Expected to create 600,000 jobs.

The Japanese government has approved a stimulus package of 10.3tn yen (£72bn) in an effort to strengthen its economy.

Apart from fall in domestic consumption due to weak currency, the country saw decline in exports due to slowdown in demand from the US, eurozone and China markets in the recent times. With this package, the country will invest in education and social security areas and provide incentives for businesses and rebuild areas devastated by the 2011 earthquake and tsunami.

Some industry analysts think that the package is only a short-term solution to the country’s economic growth and do not address the long-term sustainability of economy.
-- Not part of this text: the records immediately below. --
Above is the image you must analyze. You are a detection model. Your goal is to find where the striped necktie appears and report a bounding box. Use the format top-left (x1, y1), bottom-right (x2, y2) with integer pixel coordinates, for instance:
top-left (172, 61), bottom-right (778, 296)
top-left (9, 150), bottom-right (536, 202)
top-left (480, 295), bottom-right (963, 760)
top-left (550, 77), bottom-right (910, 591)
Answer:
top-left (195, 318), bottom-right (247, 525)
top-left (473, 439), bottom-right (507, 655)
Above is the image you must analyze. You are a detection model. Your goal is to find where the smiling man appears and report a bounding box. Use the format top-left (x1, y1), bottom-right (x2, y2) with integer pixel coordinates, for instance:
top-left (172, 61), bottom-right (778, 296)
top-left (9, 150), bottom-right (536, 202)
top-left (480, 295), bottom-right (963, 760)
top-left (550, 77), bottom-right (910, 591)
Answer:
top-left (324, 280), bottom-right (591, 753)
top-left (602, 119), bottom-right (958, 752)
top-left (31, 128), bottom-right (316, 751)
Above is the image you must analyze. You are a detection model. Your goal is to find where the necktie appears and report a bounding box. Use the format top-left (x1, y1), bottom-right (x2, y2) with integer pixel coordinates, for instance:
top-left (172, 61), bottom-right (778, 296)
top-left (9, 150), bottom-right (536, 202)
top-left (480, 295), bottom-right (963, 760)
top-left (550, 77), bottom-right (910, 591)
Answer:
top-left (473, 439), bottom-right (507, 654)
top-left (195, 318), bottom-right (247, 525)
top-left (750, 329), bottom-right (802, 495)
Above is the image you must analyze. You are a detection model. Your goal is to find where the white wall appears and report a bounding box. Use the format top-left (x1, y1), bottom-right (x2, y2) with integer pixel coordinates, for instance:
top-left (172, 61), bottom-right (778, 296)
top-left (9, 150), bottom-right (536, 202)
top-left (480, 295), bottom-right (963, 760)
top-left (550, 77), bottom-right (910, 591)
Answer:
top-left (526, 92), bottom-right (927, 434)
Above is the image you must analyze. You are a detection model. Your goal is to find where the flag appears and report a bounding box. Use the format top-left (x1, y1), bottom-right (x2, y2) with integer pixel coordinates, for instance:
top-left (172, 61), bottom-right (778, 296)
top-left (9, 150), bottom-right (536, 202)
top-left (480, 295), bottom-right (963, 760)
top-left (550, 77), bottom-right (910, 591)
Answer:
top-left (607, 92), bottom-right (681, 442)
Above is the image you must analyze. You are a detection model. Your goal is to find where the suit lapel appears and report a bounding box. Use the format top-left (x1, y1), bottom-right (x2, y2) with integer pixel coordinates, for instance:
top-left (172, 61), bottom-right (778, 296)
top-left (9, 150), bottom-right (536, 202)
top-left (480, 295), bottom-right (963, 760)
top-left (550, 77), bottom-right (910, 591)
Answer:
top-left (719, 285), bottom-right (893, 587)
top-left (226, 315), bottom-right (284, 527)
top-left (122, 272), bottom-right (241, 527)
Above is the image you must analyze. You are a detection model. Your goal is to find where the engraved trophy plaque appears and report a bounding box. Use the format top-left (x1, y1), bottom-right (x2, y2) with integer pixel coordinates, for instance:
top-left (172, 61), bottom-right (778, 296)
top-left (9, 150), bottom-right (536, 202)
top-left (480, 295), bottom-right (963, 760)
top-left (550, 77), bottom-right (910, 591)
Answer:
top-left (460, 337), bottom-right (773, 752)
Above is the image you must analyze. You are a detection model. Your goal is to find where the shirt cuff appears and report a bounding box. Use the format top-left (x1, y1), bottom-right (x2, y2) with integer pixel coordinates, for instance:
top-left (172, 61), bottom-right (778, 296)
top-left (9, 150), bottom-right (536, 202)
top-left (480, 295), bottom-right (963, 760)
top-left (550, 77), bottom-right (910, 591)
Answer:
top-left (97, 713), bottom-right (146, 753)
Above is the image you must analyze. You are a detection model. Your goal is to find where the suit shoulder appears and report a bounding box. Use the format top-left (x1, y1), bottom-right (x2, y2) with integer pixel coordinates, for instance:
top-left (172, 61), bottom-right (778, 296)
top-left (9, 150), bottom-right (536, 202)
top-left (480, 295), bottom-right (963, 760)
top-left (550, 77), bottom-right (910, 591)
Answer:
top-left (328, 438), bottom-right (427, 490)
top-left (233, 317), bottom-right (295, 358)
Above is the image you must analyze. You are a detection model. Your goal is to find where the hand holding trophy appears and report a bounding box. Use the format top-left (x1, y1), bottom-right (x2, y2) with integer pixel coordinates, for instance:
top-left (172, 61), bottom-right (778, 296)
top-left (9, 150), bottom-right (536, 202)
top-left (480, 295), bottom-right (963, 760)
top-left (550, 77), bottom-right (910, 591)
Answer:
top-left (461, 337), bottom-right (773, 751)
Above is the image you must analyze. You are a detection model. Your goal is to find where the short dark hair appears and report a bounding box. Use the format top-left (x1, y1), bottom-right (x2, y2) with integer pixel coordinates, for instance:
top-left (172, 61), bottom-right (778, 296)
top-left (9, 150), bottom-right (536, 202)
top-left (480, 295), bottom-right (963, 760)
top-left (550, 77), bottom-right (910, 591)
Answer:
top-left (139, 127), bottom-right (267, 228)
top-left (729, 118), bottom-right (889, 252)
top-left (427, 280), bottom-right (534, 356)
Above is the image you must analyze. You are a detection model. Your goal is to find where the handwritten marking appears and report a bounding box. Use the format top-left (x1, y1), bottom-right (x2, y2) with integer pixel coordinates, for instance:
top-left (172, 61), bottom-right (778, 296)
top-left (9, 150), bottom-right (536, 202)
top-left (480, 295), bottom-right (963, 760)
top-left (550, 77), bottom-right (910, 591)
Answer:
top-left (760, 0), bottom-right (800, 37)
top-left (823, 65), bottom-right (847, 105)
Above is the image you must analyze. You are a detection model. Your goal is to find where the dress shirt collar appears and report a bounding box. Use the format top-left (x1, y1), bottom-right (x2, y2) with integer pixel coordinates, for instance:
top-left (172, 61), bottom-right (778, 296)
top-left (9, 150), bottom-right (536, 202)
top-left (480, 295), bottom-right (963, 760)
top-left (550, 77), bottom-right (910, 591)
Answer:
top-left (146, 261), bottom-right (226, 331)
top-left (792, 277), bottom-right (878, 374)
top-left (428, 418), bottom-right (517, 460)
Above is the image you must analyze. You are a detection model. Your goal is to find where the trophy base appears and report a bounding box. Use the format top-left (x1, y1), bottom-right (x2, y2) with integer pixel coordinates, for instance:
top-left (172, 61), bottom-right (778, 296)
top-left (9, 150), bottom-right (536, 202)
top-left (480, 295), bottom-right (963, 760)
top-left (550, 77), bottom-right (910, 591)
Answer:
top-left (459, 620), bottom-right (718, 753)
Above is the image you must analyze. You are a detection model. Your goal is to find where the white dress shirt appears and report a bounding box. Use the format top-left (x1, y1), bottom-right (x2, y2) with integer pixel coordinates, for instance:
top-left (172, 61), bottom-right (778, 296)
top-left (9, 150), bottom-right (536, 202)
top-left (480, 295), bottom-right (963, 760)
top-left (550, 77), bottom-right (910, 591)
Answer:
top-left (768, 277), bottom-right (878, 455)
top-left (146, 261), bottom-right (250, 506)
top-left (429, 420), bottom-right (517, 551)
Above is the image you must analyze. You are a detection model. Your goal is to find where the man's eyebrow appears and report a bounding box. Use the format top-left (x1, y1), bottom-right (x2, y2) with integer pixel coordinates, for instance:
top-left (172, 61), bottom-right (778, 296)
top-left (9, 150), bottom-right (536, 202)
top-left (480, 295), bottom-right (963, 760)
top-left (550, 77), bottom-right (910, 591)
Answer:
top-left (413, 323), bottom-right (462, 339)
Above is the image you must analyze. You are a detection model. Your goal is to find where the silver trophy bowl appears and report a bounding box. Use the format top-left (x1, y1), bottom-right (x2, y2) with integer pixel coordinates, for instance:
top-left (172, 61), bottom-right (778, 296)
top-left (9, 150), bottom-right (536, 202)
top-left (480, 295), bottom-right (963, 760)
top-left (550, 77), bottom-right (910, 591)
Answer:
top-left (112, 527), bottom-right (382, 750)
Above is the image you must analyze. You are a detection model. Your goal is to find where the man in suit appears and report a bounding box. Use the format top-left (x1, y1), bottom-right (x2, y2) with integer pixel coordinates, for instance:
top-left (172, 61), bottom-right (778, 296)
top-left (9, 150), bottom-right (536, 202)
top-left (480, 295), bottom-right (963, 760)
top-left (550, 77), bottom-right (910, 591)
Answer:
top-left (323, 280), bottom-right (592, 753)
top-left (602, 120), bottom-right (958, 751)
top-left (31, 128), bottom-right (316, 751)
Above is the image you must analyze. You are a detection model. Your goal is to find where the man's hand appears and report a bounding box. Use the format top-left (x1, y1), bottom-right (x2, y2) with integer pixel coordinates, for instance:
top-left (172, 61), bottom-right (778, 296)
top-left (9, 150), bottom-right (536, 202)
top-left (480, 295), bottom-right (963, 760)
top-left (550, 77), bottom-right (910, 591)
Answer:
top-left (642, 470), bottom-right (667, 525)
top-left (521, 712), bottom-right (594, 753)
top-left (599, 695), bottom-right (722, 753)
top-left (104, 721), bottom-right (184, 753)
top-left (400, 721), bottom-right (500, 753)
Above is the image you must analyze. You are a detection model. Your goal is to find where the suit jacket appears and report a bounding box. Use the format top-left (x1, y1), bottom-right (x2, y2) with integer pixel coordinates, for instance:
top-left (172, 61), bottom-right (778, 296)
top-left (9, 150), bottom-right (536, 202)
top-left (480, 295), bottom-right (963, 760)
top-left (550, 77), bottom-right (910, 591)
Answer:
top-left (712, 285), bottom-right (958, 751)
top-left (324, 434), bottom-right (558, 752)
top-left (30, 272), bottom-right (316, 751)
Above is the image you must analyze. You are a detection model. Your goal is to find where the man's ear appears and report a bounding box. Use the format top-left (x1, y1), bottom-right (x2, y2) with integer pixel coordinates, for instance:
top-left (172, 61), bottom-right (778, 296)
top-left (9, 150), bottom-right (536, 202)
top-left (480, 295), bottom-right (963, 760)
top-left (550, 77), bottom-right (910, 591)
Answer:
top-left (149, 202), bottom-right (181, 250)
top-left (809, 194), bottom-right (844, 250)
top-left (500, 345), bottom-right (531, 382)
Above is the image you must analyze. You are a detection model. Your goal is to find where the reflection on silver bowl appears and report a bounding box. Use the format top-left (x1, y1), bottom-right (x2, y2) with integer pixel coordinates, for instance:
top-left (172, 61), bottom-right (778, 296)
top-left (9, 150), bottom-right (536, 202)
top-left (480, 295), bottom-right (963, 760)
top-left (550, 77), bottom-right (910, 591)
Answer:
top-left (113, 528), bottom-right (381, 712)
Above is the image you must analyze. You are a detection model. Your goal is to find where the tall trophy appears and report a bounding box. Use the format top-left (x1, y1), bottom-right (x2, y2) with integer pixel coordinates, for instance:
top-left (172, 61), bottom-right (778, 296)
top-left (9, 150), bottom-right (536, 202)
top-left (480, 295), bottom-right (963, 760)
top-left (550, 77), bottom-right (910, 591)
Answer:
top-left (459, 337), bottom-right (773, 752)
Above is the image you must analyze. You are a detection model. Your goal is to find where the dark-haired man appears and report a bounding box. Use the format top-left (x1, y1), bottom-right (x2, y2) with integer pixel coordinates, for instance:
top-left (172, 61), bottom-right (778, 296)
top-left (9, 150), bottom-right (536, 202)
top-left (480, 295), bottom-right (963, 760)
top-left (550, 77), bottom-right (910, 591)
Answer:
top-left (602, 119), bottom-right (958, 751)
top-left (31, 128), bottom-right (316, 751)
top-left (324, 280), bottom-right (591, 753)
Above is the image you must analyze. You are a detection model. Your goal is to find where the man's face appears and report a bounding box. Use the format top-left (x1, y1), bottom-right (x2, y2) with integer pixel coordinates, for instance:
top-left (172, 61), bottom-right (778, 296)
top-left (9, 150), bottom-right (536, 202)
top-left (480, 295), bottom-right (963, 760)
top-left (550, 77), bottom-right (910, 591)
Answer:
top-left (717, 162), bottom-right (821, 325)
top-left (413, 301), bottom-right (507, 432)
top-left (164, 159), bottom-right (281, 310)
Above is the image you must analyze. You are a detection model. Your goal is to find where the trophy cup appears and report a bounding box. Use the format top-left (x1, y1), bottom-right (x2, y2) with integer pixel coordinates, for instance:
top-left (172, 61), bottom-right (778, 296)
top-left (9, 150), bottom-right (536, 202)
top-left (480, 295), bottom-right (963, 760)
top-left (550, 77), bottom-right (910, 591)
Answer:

The Japanese Prime Minister Shinzo Abe said: “Unfortunately, the previous administration failed to work out how to boost growth and expand the economic pie. It is vital that we have an economic strategy that can create jobs and raise incomes to sustain growth.”

Since November 2012, the Japanese yen declined by approximately 12 per cent compared to the US dollar.

Martin Schulz of Fujitsu Research Institute told the BBC: “So far what we have seen is measures to kick-start the economy. But once the stimulus boost is over, the coffers will be empty again and Japan will have no more money to spend.”

Mr Schulz said Japan needed to improve its relations with China to help its exporters' sales in the country, not least because demand from the US and eurozone is likely to remain subdued in the near term.

On the domestic front, Japan needs to ease regulations in key sectors such as construction, healthcare, retail and agriculture to make them more attractive for investors, Schulz added.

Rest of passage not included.